I have raised a support ticket with Mule in parallel and my support team in MuleSoft is across this dialogue as well. Their argument at this stage is that any other client whether it be POSTMAN, SOAP-UI, curl, tibco,etc seem to behave differently to fabio at this stage. I will do some more digging on my side as well.

magiconair commented 7 years ago

If they don't send the empty line then they are not behaving according to spec IMO and the other clients are more forgiving. My guess is that any Go based reverse proxy will show this problem.

sadyou commented 7 years ago

I have attached below the raw tcpdump of the request and response

504f5354202f20485454502f312e310d0a486f73743a203132372e302e302e313a383038390d0a557365722d4167656e743a206375726c2f372e35312e300d0a4163636570743a202a2f2a0d0a436f6e74656e742d4c656e6774683a20330d0a436f6e74656e742d547970653a206170706c69636174696f6e2f782d7777772d666f726d2d75726c656e636f6465640d0a0d0a323034

485454502f312e3120323034200d0a436f6e74656e742d547970653a206170706c69636174696f6e2f782d7777772d666f726d2d75726c656e636f6465643b20636861727365743d5554462d380d0a4d554c455f454e434f44494e473a205554462d380d0a446174653a205468752c2032322044656320323031362032323a34383a313020474d540d0a0d0a

magiconair commented 7 years ago

@sadyou This is just the hex content and not a base64 encoded tcpdump capture, right?
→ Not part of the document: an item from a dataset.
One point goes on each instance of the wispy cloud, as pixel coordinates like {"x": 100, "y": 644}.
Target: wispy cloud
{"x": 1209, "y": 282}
sadyou commented 7 years ago

The above is the raw content. I have also attached below the UTF-8 content from wireshark

POST / HTTP/1.1 Host: 127.0.0.1:8089 User-Agent: curl/7.51.0 Accept: / Content-Length: 3 Content-Type: application/x-www-form-urlencoded

204HTTP/1.1 204 Content-Type: application/x-www-form-urlencoded; charset=UTF-8 MULE_ENCODING: UTF-8 Date: Thu, 22 Dec 2016 22:48:10 GMT

END

magiconair commented 7 years ago

The dump of the response you've provided contains the final CRLF and that works just fine. Either this isn't the content that is being sent to fabio or something else is going on. You can try it by replacing the body variable with this:

   // body    = []byte("HTTP/1.1 204 No Content\r\n\r\n")
    body = []byte{
        0x48, 0x54, 0x54, 0x50, 0x2f, 0x31, 0x2e, 0x31,
        0x20, 0x32, 0x30, 0x34, 0x20, 0x0d, 0x0a, 0x43,
        0x6f, 0x6e, 0x74, 0x65, 0x6e, 0x74, 0x2d, 0x54,
        0x79, 0x70, 0x65, 0x3a, 0x20, 0x61, 0x70, 0x70,
        0x6c, 0x69, 0x63, 0x61, 0x74, 0x69, 0x6f, 0x6e,
        0x2f, 0x78, 0x2d, 0x77, 0x77, 0x77, 0x2d, 0x66,
        0x6f, 0x72, 0x6d, 0x2d, 0x75, 0x72, 0x6c, 0x65,
        0x6e, 0x63, 0x6f, 0x64, 0x65, 0x64, 0x3b, 0x20,
        0x63, 0x68, 0x61, 0x72, 0x73, 0x65, 0x74, 0x3d,
        0x55, 0x54, 0x46, 0x2d, 0x38, 0x0d, 0x0a, 0x4d,
        0x55, 0x4c, 0x45, 0x5f, 0x45, 0x4e, 0x43, 0x4f,
        0x44, 0x49, 0x4e, 0x47, 0x3a, 0x20, 0x55, 0x54,
        0x46, 0x2d, 0x38, 0x0d, 0x0a, 0x44, 0x61, 0x74,
        0x65, 0x3a, 0x20, 0x54, 0x68, 0x75, 0x2c, 0x20,
        0x32, 0x32, 0x20, 0x44, 0x65, 0x63, 0x20, 0x32,
        0x30, 0x31, 0x36, 0x20, 0x32, 0x32, 0x3a, 0x34,
        0x38, 0x3a, 0x31, 0x30, 0x20, 0x47, 0x4d, 0x54,
        0x0d, 0x0a, 0x0d, 0x0a,
    }
sadyou commented 7 years ago

This issue can be closed now. We have identified the problem is with Mule. In the scenario Client->Fabio->Mule everything is OK when Mule sends 204 back and the new line character is there. In the scenario Client->Fabio->Mule-Mule, the second Mule listener will send the 204 and the first Mule listener will copy the 204 status back to Fabio but it omits the new line.

magiconair commented 7 years ago

@sadyou That's good to know. Do I understand this correctly that this is a bug in Mule when Mule gets a 204 response from another Mule instance?